Lingfeng Ge scite author profile

The development of aqueous rechargeable zinc-iodine (Zn-I 2 ) batteries is still plagued by the polyiodide shuttle issue, which frequently causes batteries to have inadequate cycle lifetimes. In this study, quaternization engineering based on the concept of "electric double layer" is developed on a commercial acrylic fiber skeleton ($1.55-1.7 kg −1 ) to precisely constrain the polyiodide and enhance the cycling durability of Zn-I 2 batteries.
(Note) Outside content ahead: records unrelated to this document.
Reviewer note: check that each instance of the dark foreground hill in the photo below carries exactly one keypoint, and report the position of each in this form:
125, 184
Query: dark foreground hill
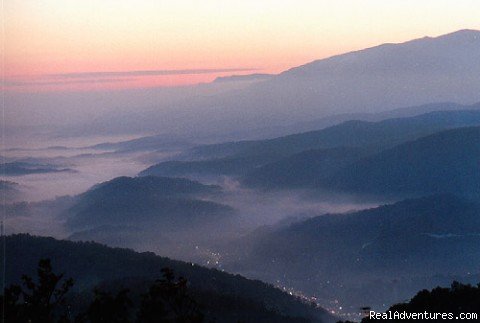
224, 297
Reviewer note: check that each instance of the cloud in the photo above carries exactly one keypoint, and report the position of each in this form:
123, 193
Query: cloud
62, 82
148, 73
108, 77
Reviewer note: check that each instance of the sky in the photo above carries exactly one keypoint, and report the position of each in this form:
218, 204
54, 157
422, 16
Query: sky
89, 45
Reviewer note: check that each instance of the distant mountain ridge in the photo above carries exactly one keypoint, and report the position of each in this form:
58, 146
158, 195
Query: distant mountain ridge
285, 159
167, 202
447, 161
373, 256
372, 80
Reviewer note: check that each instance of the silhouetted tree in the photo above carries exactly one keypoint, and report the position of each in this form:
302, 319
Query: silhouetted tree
168, 301
37, 302
107, 308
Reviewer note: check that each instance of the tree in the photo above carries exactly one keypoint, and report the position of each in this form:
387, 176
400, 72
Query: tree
107, 308
39, 302
168, 301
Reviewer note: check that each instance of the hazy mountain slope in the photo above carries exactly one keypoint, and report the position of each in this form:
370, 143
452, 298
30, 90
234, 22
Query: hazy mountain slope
17, 168
91, 264
371, 256
443, 162
224, 166
348, 134
381, 78
308, 169
273, 161
169, 202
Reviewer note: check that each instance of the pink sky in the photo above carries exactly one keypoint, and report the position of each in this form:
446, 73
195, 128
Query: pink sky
46, 39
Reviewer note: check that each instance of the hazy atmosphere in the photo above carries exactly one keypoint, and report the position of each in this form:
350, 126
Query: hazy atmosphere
275, 161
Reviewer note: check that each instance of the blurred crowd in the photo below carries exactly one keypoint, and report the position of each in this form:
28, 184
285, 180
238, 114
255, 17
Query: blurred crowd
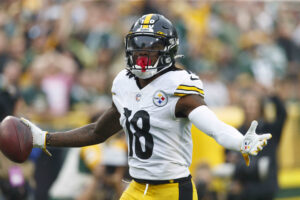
58, 59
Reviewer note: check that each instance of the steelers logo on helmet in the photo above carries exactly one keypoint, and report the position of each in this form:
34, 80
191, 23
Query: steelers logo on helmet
151, 46
160, 98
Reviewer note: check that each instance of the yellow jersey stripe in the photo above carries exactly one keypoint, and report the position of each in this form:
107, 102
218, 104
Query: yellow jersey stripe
190, 88
184, 94
147, 20
179, 94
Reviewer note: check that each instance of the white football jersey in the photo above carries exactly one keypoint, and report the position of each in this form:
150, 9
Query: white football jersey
159, 144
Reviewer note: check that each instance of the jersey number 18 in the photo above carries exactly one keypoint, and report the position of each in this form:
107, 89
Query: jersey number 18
139, 133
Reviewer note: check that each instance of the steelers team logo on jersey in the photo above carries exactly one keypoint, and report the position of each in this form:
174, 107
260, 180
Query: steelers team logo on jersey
160, 98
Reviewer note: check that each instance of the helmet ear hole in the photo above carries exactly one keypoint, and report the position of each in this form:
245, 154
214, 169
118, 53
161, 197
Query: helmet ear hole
168, 60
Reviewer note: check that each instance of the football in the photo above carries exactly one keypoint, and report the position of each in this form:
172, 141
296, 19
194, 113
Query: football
15, 139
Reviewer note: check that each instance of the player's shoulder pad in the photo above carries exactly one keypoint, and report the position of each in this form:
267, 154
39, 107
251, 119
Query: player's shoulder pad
188, 83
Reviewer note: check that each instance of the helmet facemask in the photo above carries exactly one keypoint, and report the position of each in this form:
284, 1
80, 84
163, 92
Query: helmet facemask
147, 54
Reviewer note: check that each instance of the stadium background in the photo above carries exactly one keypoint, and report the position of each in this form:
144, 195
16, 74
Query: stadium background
66, 53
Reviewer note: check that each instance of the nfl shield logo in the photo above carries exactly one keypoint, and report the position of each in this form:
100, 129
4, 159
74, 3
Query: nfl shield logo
138, 97
160, 98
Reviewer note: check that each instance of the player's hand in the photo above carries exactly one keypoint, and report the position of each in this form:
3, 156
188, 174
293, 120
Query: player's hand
253, 143
39, 136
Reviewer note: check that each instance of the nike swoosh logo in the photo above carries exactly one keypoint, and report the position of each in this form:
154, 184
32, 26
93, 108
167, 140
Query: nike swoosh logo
193, 79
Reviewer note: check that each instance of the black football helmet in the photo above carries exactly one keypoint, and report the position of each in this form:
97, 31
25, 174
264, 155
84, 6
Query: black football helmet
151, 46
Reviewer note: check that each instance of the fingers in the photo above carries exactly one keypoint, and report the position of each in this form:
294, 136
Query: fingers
266, 136
252, 127
24, 121
246, 158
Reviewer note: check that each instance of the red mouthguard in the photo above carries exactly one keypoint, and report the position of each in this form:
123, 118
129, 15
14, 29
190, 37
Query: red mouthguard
143, 61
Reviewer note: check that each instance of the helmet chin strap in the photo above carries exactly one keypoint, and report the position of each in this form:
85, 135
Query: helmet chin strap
144, 73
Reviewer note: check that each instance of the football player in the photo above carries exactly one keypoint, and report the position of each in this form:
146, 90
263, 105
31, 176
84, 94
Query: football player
155, 103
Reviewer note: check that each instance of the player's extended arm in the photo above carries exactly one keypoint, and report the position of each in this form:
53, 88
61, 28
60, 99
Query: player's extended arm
94, 133
194, 107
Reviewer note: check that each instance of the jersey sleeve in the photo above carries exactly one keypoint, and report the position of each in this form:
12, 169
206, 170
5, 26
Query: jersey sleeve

Consequently, a high-rate (1 C-146.1 mAh g −1 , 10 C-133.8 mAh g −1 ) as well as, ultra-stable (2000 cycles at 20 C with 97.24% capacity retention) polymer-based Zn-I 2 battery is reported. These traits are derived from the strong electrostatic interaction generated by quaternization engineering, which significantly eliminates the polyiodide shuttle issue and simultaneously realizes peculiar solution-based iodine chemistry (I − /I 3 − ) in Zn-I 2 batteries. The quaternization strategy also presents high practicability, reliability, and extensibility in various complicated environments. In particular, cutting-edge Zn-I 2 batteries based on the concept of derivative material (commercially available quaternized resin) demonstrate ≈100% capacity retention over 17 000 cycles at 20 C. This work provides a general and fresh insight into the design and development of large-scale, low-cost, and high-performance zinc-iodine batteries, as well as, other novel iodine storage systems.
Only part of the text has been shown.